Lei foi publicada nesta sexta-feira no Diário Oficial da União. Auxílio emergencial também é conhecido como coronavoucher.

O presidente da República, Jair Bolsonaro, aplicou mudanças no auxílio emergencial, nesta sexta-feira (15), após sancionar nova legislação com 11 vetos.

Bolsonaro vetou a inclusão de novas categorias profissionais para o recebimento do auxílio emergencial de R$ 600.

O socorro financeiro está sendo pago pelo governo aos trabalhadores informais afetados pelas medidas de combate à pandemia de coronavírus no país.
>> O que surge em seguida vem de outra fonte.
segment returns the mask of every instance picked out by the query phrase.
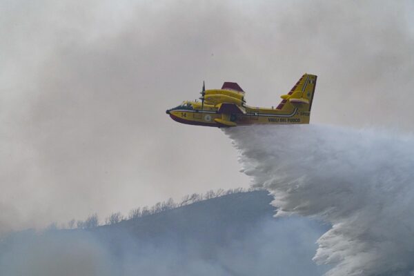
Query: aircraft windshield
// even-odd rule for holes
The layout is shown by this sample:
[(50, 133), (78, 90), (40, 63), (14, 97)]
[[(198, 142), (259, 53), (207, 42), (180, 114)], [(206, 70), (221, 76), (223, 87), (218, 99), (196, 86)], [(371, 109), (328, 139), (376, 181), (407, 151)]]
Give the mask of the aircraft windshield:
[(174, 110), (177, 109), (193, 110), (193, 106), (190, 103), (184, 101), (181, 103), (181, 104), (176, 108), (172, 108), (172, 110)]

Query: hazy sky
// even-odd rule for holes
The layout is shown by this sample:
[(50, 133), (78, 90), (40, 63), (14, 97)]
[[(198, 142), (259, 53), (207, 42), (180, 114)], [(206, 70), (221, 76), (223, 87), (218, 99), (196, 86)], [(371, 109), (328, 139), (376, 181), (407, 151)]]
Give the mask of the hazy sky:
[(3, 1), (0, 232), (247, 187), (219, 129), (165, 110), (237, 81), (276, 106), (318, 75), (311, 123), (414, 127), (410, 1)]

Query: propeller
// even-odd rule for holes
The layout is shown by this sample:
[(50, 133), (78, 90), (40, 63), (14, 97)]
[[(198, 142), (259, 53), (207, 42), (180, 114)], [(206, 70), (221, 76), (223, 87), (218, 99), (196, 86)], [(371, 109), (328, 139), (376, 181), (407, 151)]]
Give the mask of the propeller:
[(204, 84), (204, 81), (203, 81), (203, 90), (200, 92), (201, 97), (200, 97), (200, 99), (201, 100), (201, 112), (203, 112), (203, 109), (204, 108), (204, 95), (206, 95), (206, 85)]

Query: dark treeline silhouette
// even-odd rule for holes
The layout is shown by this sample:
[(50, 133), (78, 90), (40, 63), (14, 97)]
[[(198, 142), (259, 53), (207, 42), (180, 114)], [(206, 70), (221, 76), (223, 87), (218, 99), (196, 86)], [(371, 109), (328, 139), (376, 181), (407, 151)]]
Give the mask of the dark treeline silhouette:
[[(105, 219), (104, 224), (102, 225), (113, 225), (118, 224), (122, 221), (127, 219), (134, 219), (139, 217), (142, 217), (148, 215), (157, 214), (161, 212), (164, 212), (168, 210), (174, 209), (185, 206), (186, 205), (193, 204), (196, 202), (199, 202), (204, 200), (208, 200), (213, 198), (222, 197), (224, 195), (232, 195), (239, 193), (248, 193), (253, 190), (257, 190), (257, 188), (236, 188), (225, 190), (224, 189), (218, 189), (217, 190), (210, 190), (204, 194), (193, 193), (192, 195), (186, 195), (184, 196), (179, 202), (175, 202), (172, 198), (169, 198), (167, 201), (157, 202), (152, 206), (138, 207), (132, 209), (128, 217), (124, 216), (120, 212), (113, 213), (109, 217)], [(97, 213), (92, 214), (88, 217), (85, 221), (75, 219), (70, 220), (67, 225), (62, 225), (62, 228), (68, 229), (90, 229), (99, 226), (99, 221)], [(57, 229), (56, 223), (52, 223), (47, 230)]]

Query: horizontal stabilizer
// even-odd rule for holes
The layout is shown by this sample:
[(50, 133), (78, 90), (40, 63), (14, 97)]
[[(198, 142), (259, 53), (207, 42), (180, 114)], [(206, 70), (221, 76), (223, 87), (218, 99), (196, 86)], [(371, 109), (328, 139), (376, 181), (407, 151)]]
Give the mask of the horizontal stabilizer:
[(243, 89), (235, 82), (228, 82), (226, 81), (223, 83), (223, 86), (221, 86), (221, 89), (223, 90), (235, 90), (238, 92), (244, 92)]

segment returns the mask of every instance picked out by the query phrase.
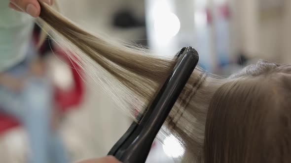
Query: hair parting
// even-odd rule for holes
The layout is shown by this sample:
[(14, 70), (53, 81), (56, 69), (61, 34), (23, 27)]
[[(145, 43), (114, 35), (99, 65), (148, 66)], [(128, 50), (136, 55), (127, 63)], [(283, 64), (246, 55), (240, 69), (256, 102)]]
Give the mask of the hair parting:
[[(149, 50), (129, 44), (123, 45), (110, 40), (108, 38), (103, 38), (101, 35), (93, 34), (82, 29), (48, 5), (41, 1), (39, 3), (41, 11), (39, 17), (51, 29), (50, 30), (51, 32), (49, 34), (51, 37), (67, 51), (67, 54), (71, 56), (72, 59), (80, 65), (88, 74), (88, 76), (91, 77), (96, 84), (100, 85), (115, 103), (118, 104), (119, 108), (133, 119), (138, 121), (136, 118), (136, 111), (144, 111), (150, 104), (176, 64), (175, 56), (174, 55), (156, 55)], [(232, 113), (233, 109), (236, 108), (238, 104), (245, 107), (247, 106), (244, 105), (244, 103), (248, 104), (247, 103), (250, 102), (253, 105), (251, 106), (257, 106), (257, 103), (252, 103), (253, 101), (251, 98), (256, 95), (262, 95), (259, 91), (262, 89), (256, 89), (262, 86), (257, 84), (259, 83), (259, 80), (255, 80), (263, 81), (263, 78), (261, 77), (264, 76), (262, 75), (272, 74), (274, 70), (277, 70), (278, 66), (278, 64), (260, 61), (256, 65), (247, 67), (239, 73), (229, 78), (217, 76), (197, 67), (166, 120), (158, 138), (163, 139), (170, 135), (176, 136), (185, 149), (183, 162), (251, 163), (236, 161), (237, 160), (223, 162), (225, 161), (223, 159), (226, 158), (224, 158), (224, 154), (219, 151), (221, 150), (223, 152), (222, 150), (227, 150), (230, 151), (231, 149), (223, 148), (221, 147), (224, 146), (223, 144), (216, 144), (212, 141), (215, 139), (216, 134), (218, 134), (220, 136), (218, 138), (222, 140), (222, 143), (227, 142), (223, 135), (224, 133), (220, 133), (222, 135), (215, 133), (217, 131), (219, 132), (221, 128), (225, 130), (225, 133), (231, 133), (226, 130), (227, 128), (224, 128), (224, 125), (225, 123), (233, 122), (230, 120), (231, 118), (225, 117), (225, 115), (227, 115), (228, 112)], [(286, 67), (283, 68), (283, 67), (280, 69), (282, 72), (289, 70), (288, 72), (291, 72), (291, 69)], [(277, 72), (280, 71), (277, 70)], [(261, 78), (257, 78), (257, 76)], [(255, 79), (252, 80), (253, 78)], [(290, 88), (291, 86), (288, 83), (291, 83), (290, 82), (291, 80), (286, 79), (284, 78), (284, 83), (288, 85)], [(250, 81), (255, 81), (256, 82), (254, 83), (256, 83)], [(265, 81), (263, 83), (268, 85), (266, 82)], [(250, 86), (245, 88), (249, 89), (246, 92), (244, 92), (243, 89), (243, 84)], [(254, 87), (254, 85), (257, 86)], [(236, 91), (233, 91), (233, 90)], [(254, 93), (255, 96), (252, 95), (252, 93)], [(249, 96), (246, 96), (246, 94)], [(238, 95), (241, 95), (244, 98), (240, 98)], [(225, 115), (220, 115), (216, 112), (217, 109), (221, 110), (226, 109), (226, 107), (229, 106), (228, 105), (230, 103), (227, 101), (228, 99), (233, 100), (231, 102), (233, 103), (231, 107), (227, 108), (229, 109), (227, 110), (228, 112), (225, 112)], [(245, 101), (243, 101), (242, 99)], [(221, 102), (222, 101), (223, 104)], [(262, 101), (267, 103), (266, 101)], [(246, 107), (243, 109), (252, 112)], [(255, 109), (253, 110), (256, 110)], [(234, 117), (240, 115), (234, 113)], [(225, 119), (221, 119), (222, 117), (224, 117)], [(216, 126), (214, 122), (217, 122)], [(218, 122), (221, 123), (219, 125)], [(236, 124), (237, 126), (239, 124)], [(229, 126), (235, 131), (236, 128), (234, 127), (234, 127), (232, 125), (225, 126)], [(214, 126), (216, 127), (215, 129)], [(235, 142), (234, 141), (232, 143), (234, 142)], [(217, 146), (213, 146), (213, 144)], [(214, 149), (215, 147), (217, 149)], [(238, 151), (239, 151), (238, 150), (236, 152)], [(255, 157), (254, 156), (252, 155), (252, 157)], [(286, 156), (284, 155), (287, 157)], [(216, 159), (218, 160), (219, 157), (223, 161), (212, 161)]]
Aprovada pelo Congresso Nacional, a medida previa a inclusão de mais de 20 categorias na lista do benefício, entre eles extrativistas, assentados da reforma agrária, artesãos, profissionais da beleza (como cabeleireiros), ambulantes que comercializem alimentos, diaristas, garçons, guias de turismo, babás, motoristas de aplicativos, taxistas e catadores de recicláveis.

Ao vetar o dispositivo, Bolsonaro justifica que, ao especificar determinadas categorias para o recebimento do auxílio em detrimento de outras, a medida ofende o princípio da isonomia ou igualdade material previsto na Constituição, destaca a agência EBC.

Para o presidente, ao ampliar as hipóteses de beneficiários, os parlamentares também criaram despesa obrigatória ao Executivo, sem apontar a fonte dos recursos e o impacto orçamentário da medida.

Bolsonaro também vetou a ampliação do pagamento do Benefício de Prestação Continuada (BPC) para família cuja renda mensal per capita seja igual ou inferior a meio  salário mínimo.

Os artigos vetados e as razões apresentadas pelo presidente também foram publicadas no Diário Oficial da União e encaminhados ao Congresso Nacional.

A partir de agora, os parlamentares têm 30 dias para deliberar sobre os vetos do presidente Bolsonaro.